One man who knows the difficulties of living with HIV in Greece is 35-year-old Thodoris. In 2010, he was ecstatic to find himself down to the final 20 in the first Greek version of the amateur cooking show, Masterchef. When the show's producers asked the finalists to take a medical check-up, he happily went along.
But without telling the contestants, the producers tested them all for HIV. The next day, Thodoris was called back to the clinic. It was then that he learned that he was HIV positive. The producers told him that he had a choice: he could stay, but only if he announced to all the other contestants that he was HIV positive.
"Because of my family, I decided to get out, because someone from the other 19 contestants of the show might tell a journalist – then I would have a very big problem," he says.
So the Masterchef presenters told viewers that he had "business problems" and Thodoris quietly slipped away. Now, he is unemployed. Job applications to restaurants have been turned down. Athens, he says, is like a small village: even though his name was never made public, his condition appeared to be common knowledge in every kitchen in the capital. Although he currently gets his anti-retroviral medication for free, he lives in fear that the continuing cuts to the health budget will strip him of those life-saving drugs.
Thodoris is one of the people that Dr Apostolos Veizis, head of the medical operations support unit for Medecins Sans Frontieres in Greece, calls the invisible victims of the crisis: people who slip between the cracks, not destitute enough to warrant free public healthcare, but without the insurance needed to cover private healthcare.
You don't have to look too hard in Athens to see the people clinging to the very edges of society. An emaciated man drags a leg swollen with a festering wound through a crowded train carriage, mumbling a plea for spare change. Street children selling roses weave in and out of crowds.
People thrown out of the homes they could no longer afford sleep in the entrances of boarded-up buildings that were once the small businesses that formed the backbone of the Greek economy.
In 2009, the government slashed the public health budget by 40 per cent: programmes for the people who have little voice in society were the first to be axed.
Dr Veizis says the key reason for the stratospheric rise in HIV infections among drug users is the scrapping of needle exchange programmes. Among other vulnerable populations, more women may have turned to prostitution – which is legal at licensed brothels – to support their families as unemployment hits 22 per cent.
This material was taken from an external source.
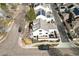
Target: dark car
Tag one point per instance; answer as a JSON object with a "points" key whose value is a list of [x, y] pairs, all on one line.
{"points": [[43, 47]]}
But more women in the sex trade and falling incomes means clients now only pay between €2 and €15, and many male and female sex workers agree to have sex without condoms for a higher price. Dr Veizis says that in any crisis, more people try to find comfort or oblivion in alcohol or drugs, thus increasing their risk of exposure to the virus.
Although the numbers of new infections are still relatively small – there were 954 new HIV infections in Greece last year – they are one of only a handful of countries were new infections rose. Globally, new HIV infections have fallen from 2.6m in 2010 to 2.5m last year. Over the 10 years from 2001 to 2011, they fell 20 per cent.
"At the moment of crisis, the one thing you don't need to do is to cut the budget on the public healthcare system and social welfare," says Dr Veizis, warning that it will end up backfiring. "If you have tomorrow a spreading of tuberculosis, HIV, etcetera, the cost you need to pay to treat your patients will be even higher."
And it's not just within Greece's border that experts are worried about. Samuel R Friedman, director of HIV/Aids research at the National Development and Research Institutes Inc in New York, warns that unless Greece – with the help of the rest of Europe – pulls itself out of the economic crisis, the situation could spiral out of control, with more demoralised young people turning to drugs and other dangerous behaviour to numb the pain: "What they are doing is creating an epicentre for the spread of the virus in Greece and beyond."